Data is represented by fixed-size groups of bits called words. Each word is tagged as either a direct or an indirect value. If the value is direct, the rest of the bits in the word define the literal value. If the value is indirect, it designates a memory location that contains the value. Indirect references are further tagged as either transparent or opaque. Ordinary data structures are transparent, and may be traversed. Capabilities (actor references) are opaque. Tagging allows us to safely handle different kinds of values in the processor, mitigating the potential for inappropriate use [6].

Machine instructions are executed in the context of a continuation, which represents the current state of a message-event transaction. Information accessible to an instruction is limited to that which is reachable through the continuation. For example, the current (target) actor and the message payload are reachable via the event pointer. The stack may contain both direct and indirect values (transparent or opaque). There are no instructions for pointer math or load/store of arbitrary memory locations. This is the primary means by which memory safety is maintained. Capabilities may only be compared for identity or used to designate message targets.

Instructions fall into several general categories. There are computation instructions, which generally pop values from the stack and push the result of a calculation. There is a branch instruction, which chooses a continuation based on a boolean value. There are stack manipulation instructions, which rearrange values on the stack. There are instruction for managing (immutable) data-structures, such as lists composed of value-pairs. There are event access instructions, which extract information from the message-event. There are actor-primitive instructions, which create new actors, send new messages, and designate new behavior/state for the current actor. And finally, there are administrative instructions that perform meta-operations such as commit/abort.

Memory Management

Main memory is organized as quad cells, each containing four word values (direct or indirect). Using quads exclusively avoids memory fragmentation, which greatly simplifies the memory management hardware. In an implementation with 64-bit words, a quad contains 256 bits of data. Smaller devices, perhaps suited to IoT, could have 16-bit words, and 64-bit quads. Since references address quad-units, a considerable address-space is available even when using 16-bit words [7].

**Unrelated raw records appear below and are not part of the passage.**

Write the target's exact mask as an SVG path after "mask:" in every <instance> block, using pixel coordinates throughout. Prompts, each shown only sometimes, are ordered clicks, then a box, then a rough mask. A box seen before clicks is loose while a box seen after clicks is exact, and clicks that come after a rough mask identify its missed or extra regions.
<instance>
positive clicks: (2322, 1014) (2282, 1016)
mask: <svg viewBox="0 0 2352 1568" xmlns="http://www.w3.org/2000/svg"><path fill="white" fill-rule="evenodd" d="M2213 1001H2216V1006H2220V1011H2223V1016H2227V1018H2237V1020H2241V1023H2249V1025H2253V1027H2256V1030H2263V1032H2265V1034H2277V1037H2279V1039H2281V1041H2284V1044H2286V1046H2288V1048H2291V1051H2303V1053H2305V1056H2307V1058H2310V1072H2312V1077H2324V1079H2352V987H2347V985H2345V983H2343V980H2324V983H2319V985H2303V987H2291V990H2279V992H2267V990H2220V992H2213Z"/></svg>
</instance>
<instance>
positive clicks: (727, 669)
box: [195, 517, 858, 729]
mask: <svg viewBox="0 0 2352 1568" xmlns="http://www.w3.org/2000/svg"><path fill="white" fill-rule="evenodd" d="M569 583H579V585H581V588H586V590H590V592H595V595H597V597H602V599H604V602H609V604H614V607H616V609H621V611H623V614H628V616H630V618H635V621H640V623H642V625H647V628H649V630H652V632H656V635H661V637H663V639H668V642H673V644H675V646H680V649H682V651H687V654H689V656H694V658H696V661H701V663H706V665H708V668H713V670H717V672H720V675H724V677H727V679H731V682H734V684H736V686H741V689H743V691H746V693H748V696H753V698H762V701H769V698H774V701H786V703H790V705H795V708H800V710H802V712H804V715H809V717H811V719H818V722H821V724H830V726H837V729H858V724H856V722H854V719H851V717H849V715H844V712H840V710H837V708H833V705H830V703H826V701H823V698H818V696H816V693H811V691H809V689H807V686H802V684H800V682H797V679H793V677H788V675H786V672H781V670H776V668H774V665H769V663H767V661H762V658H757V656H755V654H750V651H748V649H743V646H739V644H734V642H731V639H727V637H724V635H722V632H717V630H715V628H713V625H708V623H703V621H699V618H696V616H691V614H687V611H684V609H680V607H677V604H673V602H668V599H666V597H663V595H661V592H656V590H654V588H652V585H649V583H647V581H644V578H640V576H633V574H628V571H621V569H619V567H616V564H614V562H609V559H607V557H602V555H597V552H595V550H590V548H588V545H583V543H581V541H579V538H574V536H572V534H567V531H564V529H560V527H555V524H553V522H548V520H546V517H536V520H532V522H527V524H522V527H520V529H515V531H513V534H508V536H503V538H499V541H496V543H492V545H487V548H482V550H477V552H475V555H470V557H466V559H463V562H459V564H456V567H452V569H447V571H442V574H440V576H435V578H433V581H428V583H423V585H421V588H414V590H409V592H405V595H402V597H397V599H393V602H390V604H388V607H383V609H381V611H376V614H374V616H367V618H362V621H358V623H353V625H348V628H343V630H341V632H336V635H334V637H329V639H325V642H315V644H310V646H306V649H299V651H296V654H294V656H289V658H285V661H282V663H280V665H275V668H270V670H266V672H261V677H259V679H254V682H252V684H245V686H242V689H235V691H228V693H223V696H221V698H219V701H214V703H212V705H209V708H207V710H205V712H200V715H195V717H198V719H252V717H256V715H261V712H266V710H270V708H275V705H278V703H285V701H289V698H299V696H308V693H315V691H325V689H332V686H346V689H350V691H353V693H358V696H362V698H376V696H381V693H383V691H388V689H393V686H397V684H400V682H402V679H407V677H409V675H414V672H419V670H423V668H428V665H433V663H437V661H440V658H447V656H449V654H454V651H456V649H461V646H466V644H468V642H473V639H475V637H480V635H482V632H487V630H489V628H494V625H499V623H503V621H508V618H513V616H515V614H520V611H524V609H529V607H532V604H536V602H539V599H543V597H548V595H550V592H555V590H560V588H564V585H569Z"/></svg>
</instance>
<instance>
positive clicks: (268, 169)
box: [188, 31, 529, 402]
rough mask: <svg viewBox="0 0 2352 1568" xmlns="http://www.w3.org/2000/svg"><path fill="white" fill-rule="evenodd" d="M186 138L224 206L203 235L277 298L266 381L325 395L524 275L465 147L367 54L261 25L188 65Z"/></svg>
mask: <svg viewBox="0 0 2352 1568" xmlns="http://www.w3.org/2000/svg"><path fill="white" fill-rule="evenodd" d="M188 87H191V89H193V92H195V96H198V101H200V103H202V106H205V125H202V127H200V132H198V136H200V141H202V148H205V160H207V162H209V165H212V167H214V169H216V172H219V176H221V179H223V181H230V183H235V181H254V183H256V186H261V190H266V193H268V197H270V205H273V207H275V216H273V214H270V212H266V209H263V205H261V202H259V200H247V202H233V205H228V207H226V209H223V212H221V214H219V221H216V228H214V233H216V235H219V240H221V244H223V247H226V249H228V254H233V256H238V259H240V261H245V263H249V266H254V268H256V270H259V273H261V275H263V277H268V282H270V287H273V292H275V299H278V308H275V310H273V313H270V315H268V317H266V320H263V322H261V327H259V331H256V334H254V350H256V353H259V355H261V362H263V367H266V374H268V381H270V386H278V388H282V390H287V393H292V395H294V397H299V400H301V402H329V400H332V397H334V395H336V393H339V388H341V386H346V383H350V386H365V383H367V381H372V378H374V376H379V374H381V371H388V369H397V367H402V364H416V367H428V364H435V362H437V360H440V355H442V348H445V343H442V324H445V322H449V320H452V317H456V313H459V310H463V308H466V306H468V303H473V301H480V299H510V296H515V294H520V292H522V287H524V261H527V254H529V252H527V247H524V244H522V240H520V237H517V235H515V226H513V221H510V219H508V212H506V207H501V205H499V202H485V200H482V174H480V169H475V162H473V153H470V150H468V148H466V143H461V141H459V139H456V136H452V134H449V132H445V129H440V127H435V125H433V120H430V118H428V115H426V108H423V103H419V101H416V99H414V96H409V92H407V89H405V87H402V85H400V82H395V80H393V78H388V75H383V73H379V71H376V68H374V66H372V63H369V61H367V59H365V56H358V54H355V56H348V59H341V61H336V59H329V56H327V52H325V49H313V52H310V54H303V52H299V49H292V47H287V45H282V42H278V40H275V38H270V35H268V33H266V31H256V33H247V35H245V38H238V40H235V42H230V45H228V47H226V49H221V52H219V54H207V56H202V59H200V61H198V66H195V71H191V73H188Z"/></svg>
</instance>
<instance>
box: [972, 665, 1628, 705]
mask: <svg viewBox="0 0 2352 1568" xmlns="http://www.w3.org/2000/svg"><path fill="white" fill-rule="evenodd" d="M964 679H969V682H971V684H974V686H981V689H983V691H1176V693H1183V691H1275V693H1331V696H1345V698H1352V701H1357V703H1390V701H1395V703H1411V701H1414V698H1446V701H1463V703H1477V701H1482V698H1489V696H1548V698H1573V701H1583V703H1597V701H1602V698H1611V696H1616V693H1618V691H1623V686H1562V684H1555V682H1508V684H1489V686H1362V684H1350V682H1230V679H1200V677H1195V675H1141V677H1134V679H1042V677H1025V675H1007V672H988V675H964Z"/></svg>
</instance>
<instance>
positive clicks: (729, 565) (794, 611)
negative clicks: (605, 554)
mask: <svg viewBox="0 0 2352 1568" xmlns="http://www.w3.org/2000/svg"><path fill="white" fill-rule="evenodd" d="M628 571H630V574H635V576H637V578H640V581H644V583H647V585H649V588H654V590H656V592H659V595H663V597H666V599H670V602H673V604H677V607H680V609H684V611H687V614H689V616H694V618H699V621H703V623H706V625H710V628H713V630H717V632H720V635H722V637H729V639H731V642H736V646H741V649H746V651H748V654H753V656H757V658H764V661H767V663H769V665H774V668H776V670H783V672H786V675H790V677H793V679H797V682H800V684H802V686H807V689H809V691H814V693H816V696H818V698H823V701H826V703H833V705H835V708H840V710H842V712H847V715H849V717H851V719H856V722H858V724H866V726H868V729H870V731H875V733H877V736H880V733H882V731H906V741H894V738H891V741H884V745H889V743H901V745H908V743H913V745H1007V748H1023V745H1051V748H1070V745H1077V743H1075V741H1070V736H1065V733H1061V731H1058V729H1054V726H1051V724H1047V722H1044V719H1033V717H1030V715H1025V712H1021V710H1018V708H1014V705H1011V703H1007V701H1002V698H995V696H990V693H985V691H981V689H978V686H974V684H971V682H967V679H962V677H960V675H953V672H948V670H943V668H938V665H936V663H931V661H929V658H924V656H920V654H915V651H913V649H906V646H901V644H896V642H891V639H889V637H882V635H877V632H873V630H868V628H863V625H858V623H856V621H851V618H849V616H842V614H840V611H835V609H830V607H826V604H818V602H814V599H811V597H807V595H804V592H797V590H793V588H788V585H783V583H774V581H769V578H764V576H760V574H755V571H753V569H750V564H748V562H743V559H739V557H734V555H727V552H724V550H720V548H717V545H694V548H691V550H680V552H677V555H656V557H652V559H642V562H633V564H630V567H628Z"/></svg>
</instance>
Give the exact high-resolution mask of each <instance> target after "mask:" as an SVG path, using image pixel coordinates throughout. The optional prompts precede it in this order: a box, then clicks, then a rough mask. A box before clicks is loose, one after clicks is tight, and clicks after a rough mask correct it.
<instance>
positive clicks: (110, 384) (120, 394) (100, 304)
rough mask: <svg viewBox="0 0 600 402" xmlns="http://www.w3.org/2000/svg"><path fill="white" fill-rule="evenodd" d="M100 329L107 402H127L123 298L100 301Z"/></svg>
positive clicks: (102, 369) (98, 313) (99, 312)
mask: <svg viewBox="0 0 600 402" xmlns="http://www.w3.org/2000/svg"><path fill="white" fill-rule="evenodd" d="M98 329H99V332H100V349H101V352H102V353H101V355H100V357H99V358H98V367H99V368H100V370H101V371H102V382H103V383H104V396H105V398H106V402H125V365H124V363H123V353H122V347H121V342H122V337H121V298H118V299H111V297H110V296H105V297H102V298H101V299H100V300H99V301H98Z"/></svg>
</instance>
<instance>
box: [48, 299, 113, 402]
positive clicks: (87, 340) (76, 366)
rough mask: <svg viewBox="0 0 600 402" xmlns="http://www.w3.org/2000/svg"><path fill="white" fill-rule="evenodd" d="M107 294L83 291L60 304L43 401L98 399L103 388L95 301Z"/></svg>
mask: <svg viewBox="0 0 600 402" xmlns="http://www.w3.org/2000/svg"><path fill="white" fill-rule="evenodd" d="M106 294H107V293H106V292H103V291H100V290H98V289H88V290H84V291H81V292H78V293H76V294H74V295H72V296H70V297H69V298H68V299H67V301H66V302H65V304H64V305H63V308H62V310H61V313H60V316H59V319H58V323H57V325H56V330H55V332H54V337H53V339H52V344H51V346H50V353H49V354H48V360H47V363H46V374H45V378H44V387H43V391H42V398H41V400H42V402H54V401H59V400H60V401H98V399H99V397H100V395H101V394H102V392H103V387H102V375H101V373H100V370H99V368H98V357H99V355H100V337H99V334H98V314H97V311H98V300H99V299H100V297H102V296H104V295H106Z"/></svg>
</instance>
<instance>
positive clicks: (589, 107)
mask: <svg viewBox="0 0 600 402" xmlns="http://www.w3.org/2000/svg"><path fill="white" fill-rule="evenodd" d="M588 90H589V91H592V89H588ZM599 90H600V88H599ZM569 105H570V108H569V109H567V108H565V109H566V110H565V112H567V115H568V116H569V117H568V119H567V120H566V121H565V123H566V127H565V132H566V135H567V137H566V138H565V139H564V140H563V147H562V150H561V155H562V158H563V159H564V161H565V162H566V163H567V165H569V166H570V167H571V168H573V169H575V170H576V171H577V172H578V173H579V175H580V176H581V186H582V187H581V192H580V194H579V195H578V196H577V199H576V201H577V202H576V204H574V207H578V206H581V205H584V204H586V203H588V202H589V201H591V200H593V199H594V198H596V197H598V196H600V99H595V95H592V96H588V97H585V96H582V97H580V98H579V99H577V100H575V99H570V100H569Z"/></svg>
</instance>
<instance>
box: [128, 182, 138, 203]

An unusual feature of this processor architecture is hardware support for automatic memory management. Many instructions implicitly allocate memory, so allocation must be a very fast operation. Since all allocations are quads, this can be very efficient. There is also a concurrent garbage collector implemented in hardware that runs in parallel with event dispatch and instruction execution. Garbage is identified in terms of reachability from a root-set of references. If a location is not reachable, it is garbage and will be reclaimed for future allocation [8].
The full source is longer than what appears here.